I know this is a bit of a meandering post, without as much practical guidance as I like to include. I suppose my offer at this moment is simply a set of questions:
If we start with the premise of trusting our kids, and they tell us school isn’t working for them, what do we do with that?
If we see the world as a fertile place where learning is abundant, how might we facilitate more access to it?
If we believe that kids, with the wisdom of play, excel at finding their learning edge and pushing it out further, how much do we need to control their learning?
I don’t think homeschooling or unschooling is for everyone. I don’t even know if it’s right or feasible for my family. But I do believe that young people’s requests for greater choice, and their insights into their daily conditions, are worth listening to in any context. Whether it’s an earnest proposal from a six year old, or an adolescent’s sarcastic complaints, what if we listened deeply and with trust?
In Other News…
Book 2 is underway, finally! After many false starts, the writing on my second book has been flowing over these past few months, and I’m about 2/3 of the way to the first manuscript. Hallelujah! While my first book was intended to help us grown-ups make sense of what goes on in middle schoolers’ brains, and thus how to parent and teach more effectively, book #2 is for middle schoolers themselves. It’s a set of experiences that give them the power to make their own choices, create adventures, and in the course of that gain insights about who they are and what they can do in the world. Much more to come on this soon, including hopefully a Kickstarter launch campaign in January!
Diving Boards V4 is out! This week some ridiculously heavy boxes appeared on my doorstep, containing 100 new copies of the Diving Boards curriculum I’ve written, now in its fourth edition. As anyone who knows me would guess, it is not a set of lesson plans. Rather it’s a set of large playing cards, each one with a conversation prompt, guidance on how to facilitate a deep conversation around it, and links to a website for more resources. Each topic is designed to create a meaningful, SEL-rich conversation for middle or high schoolers. All tested and approved by awesome Argonaut students, of course! You can order here if you’re intrigued.
Kids are so wise. I unschooled my middle child until she was eight and she learned more in those years than in the next 5 combined. High school was an accelerated program that was excellent for education, terrible for mental health. She also wrote up a homeschooling plan and spent her junior year doing things she loves (birds, sewing, crochet, art) and taking college classes online. This year she has a job, started community college, keeps in tough with friends and is in such a better place.

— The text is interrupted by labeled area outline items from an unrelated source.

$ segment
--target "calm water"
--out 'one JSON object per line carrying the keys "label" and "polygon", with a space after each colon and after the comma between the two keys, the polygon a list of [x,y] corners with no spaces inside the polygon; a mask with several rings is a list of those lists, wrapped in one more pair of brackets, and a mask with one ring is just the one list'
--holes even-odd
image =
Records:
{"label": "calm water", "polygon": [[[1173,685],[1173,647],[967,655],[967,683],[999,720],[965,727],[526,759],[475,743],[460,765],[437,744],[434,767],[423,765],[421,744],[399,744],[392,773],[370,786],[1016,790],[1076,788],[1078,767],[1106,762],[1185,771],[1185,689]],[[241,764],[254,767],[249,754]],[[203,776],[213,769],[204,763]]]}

My freshman is currently bored out of her mind at school and hates to go, but enjoys the social aspect & extracurriculars. I wish the whole system could get an overhaul but for now I appreciate teachers who work to connect with the kids in the classroom & wish there were a few more of those.
Forgive the dumb question but…what is SEL. If I don’t know, maybe other readers won’t know either. I love this post. I can imagine you almost drove off the road!